Secondly, the fact that the authors did not have dedicated measurements to validate the modelling approach used to account for lateral mixing is worrying. Considering the simulations presented in figure 5 for the Idealised trend, it is really not obvious to say that lateral mixing provide an improvement in the fitting of the observed data (except for SS). Accordingly, the validation of the modelling approach used to account for lateral mixing with a dedicated, complementary dataset seems to me necessary.

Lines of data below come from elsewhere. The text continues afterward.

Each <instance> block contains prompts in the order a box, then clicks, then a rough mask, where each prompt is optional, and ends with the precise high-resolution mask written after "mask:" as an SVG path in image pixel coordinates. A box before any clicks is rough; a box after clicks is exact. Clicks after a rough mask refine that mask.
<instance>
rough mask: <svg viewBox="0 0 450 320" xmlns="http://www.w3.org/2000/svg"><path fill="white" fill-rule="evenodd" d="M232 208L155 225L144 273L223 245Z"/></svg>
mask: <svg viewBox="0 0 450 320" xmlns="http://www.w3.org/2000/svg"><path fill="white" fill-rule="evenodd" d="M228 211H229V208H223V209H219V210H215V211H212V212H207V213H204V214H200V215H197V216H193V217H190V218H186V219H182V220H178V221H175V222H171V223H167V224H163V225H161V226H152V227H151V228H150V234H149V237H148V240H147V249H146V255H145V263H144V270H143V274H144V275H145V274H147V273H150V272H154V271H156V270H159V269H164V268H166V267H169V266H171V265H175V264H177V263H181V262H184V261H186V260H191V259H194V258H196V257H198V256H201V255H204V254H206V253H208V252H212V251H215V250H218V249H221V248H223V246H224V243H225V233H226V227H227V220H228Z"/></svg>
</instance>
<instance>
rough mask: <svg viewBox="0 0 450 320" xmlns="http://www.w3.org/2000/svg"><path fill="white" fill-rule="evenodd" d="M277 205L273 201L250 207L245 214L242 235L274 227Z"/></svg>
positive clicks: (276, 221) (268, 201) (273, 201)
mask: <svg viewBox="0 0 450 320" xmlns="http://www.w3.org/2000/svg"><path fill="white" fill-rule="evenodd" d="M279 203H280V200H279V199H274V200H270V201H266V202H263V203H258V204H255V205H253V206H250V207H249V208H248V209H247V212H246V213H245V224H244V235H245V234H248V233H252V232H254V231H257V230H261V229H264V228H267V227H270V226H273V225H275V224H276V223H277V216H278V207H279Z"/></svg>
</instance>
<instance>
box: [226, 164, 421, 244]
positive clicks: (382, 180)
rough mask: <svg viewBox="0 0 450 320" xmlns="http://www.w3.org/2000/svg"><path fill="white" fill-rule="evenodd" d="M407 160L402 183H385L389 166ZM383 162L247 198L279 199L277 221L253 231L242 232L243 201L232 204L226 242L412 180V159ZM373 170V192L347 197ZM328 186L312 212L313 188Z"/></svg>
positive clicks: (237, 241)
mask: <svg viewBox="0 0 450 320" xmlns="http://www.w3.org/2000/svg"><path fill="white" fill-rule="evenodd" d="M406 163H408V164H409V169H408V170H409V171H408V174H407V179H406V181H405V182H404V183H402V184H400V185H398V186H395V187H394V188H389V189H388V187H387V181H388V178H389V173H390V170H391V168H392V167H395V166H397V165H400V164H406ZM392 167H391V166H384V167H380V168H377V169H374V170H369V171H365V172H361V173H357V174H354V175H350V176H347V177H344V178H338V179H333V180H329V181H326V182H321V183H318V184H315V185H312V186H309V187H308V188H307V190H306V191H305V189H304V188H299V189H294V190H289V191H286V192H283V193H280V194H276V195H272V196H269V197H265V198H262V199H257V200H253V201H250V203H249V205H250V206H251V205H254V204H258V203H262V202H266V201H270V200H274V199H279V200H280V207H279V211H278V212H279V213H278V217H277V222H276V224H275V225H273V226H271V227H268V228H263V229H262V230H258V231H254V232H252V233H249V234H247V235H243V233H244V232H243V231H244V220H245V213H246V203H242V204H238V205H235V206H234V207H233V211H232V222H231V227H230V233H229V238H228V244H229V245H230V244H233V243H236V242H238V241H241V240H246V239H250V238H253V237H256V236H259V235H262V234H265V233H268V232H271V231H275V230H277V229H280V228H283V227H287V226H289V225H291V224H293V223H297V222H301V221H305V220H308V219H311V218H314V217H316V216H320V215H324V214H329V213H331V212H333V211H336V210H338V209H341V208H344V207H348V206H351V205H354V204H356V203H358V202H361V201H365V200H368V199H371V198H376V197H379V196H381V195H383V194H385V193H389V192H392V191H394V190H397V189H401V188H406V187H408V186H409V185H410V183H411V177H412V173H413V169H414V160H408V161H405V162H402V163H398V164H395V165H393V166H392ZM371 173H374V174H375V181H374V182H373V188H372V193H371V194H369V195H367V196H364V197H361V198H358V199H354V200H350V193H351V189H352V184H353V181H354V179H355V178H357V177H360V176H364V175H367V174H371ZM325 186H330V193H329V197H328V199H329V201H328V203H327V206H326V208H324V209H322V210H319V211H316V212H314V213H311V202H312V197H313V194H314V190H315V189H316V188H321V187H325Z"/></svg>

Finally, I am not convinced by the statement about the interest of the Ftir and XRD datasets. I do not seen the necessity of using the Ftir data to confirm the decreasing trend of SOC overtime (Ftir is not an adequate tool to make quantitative estimation of SOC). Also, showing that the nature of SOC differs between treatments does not give any practical information about the potential impact of these differences on the evolution of metal lability in soil. Finally, XRD is not a very sensible technique. So, to show a change in the mineralogy of a soil sample, you need to have very important changes. In the present case, do you have factual data supporting the fact that the inorganic phases added by organic amendments can be high enough to quantitatively alter soil mineralogy. Beyond that, to my point of view, both Ftir and XRD datasets are extra datasets that do not provide additional relevant information (i.e. factual and quantitative) for the purpose of the paper which is to simulate overtime metal lability.